Signs of spring are hard to miss

Signs of spring are hard to miss. Many colors of new growth begin replacing the muted greys and browns of yards and forests.

Violets and spring beauties dot greening lawns with purple, pink and white flowers. The white blossoms of service berry and dogwood, and the deep pinks of redbud trees add color to blue skies.

Woodland wildflowers such as Dutchman’s breeches, bloodroot and may apples bloom on the forest floor, while overhead, elms and maples sprout small blossoms and new, lime-green leaves.

Mourning cloak butterflies, which overwintered in tree cavities, are emerging now. Their rippling flight adds grace and color to the landscape. Bees, moths and wasps help usher in the season by pollinating many of the first spring wildflowers.

Migratory birds join the year-round residents. They feast on the emerging insect life and fill the air with their songs of courtship.

At twilight, bats appear. In flight, they beat their wings continually. With erratic dodging, and short, soaring sweeps, they pursue insects.

On warm nights, at shallow ponds and roadside ditches, spring peeper frogs call mates with clear, bird-like, “peeps.” The sustained, musical trills of American toads add to the chorus.

Springing serviceberry

• The flowering of the downy serviceberry is one of springtime’s main attractions.

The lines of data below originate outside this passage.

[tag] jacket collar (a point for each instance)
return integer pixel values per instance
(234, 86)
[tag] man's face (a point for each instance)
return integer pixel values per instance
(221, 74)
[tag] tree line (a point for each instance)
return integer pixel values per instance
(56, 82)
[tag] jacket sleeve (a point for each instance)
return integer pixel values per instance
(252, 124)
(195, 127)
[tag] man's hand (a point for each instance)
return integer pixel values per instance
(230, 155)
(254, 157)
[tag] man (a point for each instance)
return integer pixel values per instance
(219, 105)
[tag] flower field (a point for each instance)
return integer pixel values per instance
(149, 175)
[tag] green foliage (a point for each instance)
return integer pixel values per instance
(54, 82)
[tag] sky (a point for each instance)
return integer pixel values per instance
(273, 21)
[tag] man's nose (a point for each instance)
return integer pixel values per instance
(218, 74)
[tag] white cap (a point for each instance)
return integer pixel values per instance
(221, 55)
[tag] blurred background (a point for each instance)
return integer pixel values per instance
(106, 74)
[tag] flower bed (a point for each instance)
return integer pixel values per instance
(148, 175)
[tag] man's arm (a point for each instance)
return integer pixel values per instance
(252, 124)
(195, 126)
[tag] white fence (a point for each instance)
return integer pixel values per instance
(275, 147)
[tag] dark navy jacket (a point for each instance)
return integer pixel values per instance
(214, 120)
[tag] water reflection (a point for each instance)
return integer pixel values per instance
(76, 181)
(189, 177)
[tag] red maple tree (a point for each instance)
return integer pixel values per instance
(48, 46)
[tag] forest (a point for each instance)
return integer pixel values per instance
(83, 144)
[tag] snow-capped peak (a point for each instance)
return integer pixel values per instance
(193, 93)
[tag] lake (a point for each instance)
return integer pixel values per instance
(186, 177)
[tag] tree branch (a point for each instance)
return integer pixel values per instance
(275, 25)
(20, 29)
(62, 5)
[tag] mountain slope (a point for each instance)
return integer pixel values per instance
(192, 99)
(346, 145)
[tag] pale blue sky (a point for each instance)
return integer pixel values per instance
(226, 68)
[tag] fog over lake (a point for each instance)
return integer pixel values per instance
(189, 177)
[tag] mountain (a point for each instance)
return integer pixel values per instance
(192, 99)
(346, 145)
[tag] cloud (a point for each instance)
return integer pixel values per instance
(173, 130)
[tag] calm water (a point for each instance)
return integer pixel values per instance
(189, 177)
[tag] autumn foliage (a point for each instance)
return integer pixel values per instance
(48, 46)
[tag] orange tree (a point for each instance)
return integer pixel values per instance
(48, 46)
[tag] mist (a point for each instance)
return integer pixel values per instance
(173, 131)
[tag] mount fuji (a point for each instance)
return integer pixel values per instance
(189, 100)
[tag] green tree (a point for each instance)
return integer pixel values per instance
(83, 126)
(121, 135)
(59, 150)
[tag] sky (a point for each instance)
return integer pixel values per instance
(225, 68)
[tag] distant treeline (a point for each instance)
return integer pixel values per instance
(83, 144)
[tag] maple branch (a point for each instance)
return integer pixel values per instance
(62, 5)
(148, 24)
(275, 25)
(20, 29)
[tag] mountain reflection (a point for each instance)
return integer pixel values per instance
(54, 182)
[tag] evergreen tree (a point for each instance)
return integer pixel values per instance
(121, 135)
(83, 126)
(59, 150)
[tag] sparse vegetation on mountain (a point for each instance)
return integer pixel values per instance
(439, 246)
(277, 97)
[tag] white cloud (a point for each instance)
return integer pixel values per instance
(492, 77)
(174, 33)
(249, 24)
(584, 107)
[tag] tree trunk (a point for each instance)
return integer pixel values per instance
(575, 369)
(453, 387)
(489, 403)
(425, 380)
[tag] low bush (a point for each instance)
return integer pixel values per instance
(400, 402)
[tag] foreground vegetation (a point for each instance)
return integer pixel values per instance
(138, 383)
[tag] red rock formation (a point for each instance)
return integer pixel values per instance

• A serviceberry looks like a shrub or small tree with a narrow rounded crown.

• Its bark is light gray and smooth when young, turning to dark gray and shallow grooves with long ridges as it ages.

• The serviceberry usually flowers from March to May, often before leaves emerge. Its flowers have white petals.

• The serviceberry usually fruits in June and July, producing reddish-purple berries.

• Serviceberry trees usually grow to be 40 feet tall.